WMNav: Integrating Vision-Language Models into World Models for Object Goal Navigation

IROS 2025 Oral

Dujun Nie^1,*, Xianda Guo^2,*, Yiqun Duan³, Ruijun Zhang¹, Long Chen^1,4,5,†

¹ Institute of Automation, Chinese Academy of Sciences, ² School of Computer Science, Wuhan University, ³ School of Computer Science, University of Technology Sydney, ⁴ IAIR, Xi'an Jiaotong University, ⁵ Waytous :email:: niedujun2024@ia.ac.cn, xianda_guo@163.com, duanyiquncc@gmail.com

[IROS'25] This repository is the official implementation of WMNav, a novel World Model-based Object Goal Navigation framework powered by Vision-Language Models.

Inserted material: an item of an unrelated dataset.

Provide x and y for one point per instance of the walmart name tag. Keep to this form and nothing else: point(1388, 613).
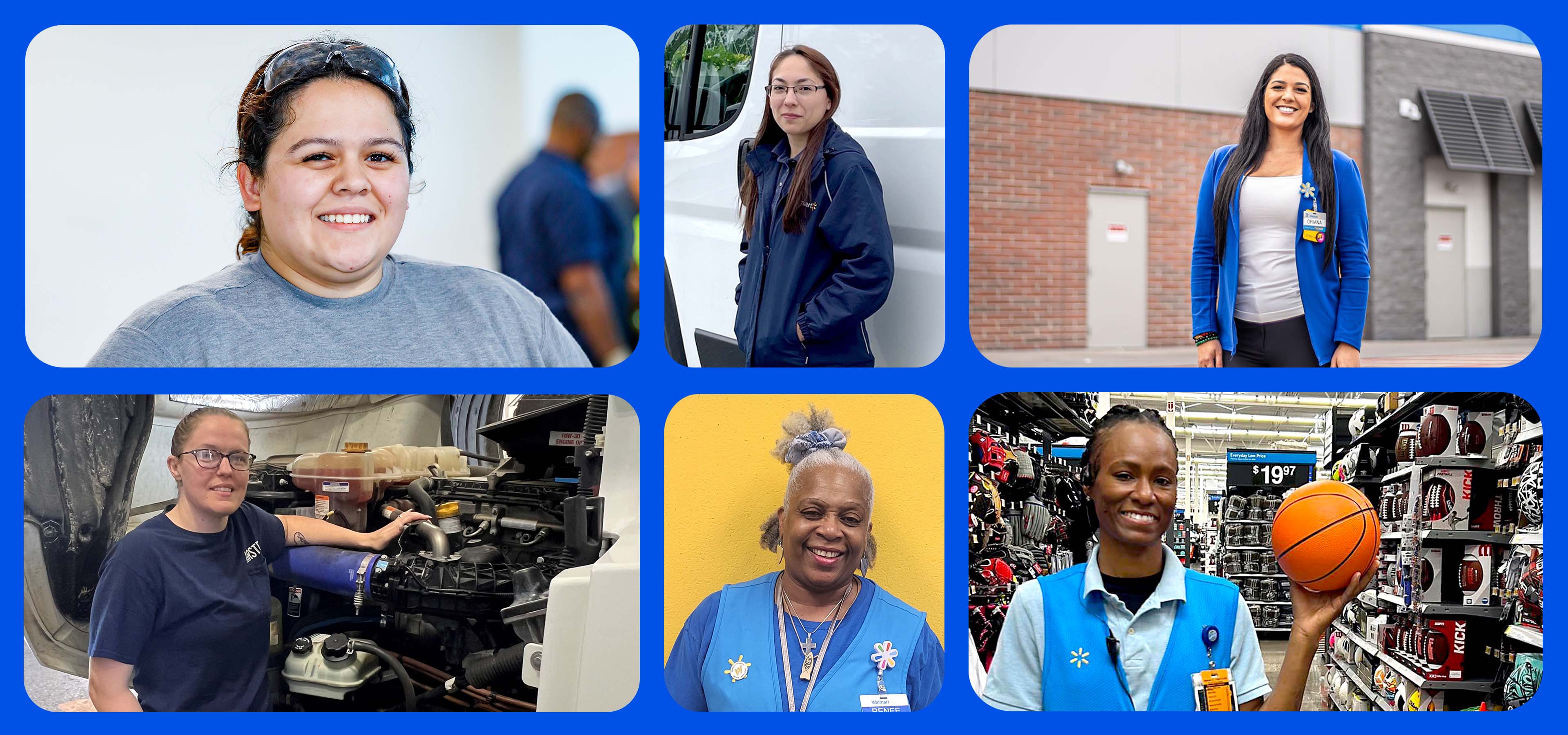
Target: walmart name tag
point(885, 703)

Overview of our navigation framework

This project is based on VLMnav. Our method comprises four Three components:

Novel architecture - Introducing a new direction for object goal navigation using a world model consisting of VLMs and novel modules.
Memory strategy - Designing an innovative memory strategy of predicted environmental states that employs an online Curiosity Value Map to quantitatively store the likelihood of the target's presence in various scenarios predicted by the world model.
Efficiency - Proposing a subtask decomposition with feedback and a two-stage action proposer strategy to enhance the reliability of VLM reasoning outcomes and improve exploration efficiency.

🔥 News

June. 16th, 2025: WMNav is accepted to IROS 2025 and selected as oral presentation.
June. 11th, 2025: WMNav NOW supports the open-source model Qwen2.5-VL!
Mar. 14th, 2025: The code of WMNav is available! ☕️
Mar. 4th, 2025: We released our paper on Arxiv.

📚 Table of Contents

🚀 Get Started

⚙ Installation and Setup

clone this repo.

git clone https://github.com/B0B8K1ng/WMNavigation
cd WMNav

Create the conda environment and install all dependencies.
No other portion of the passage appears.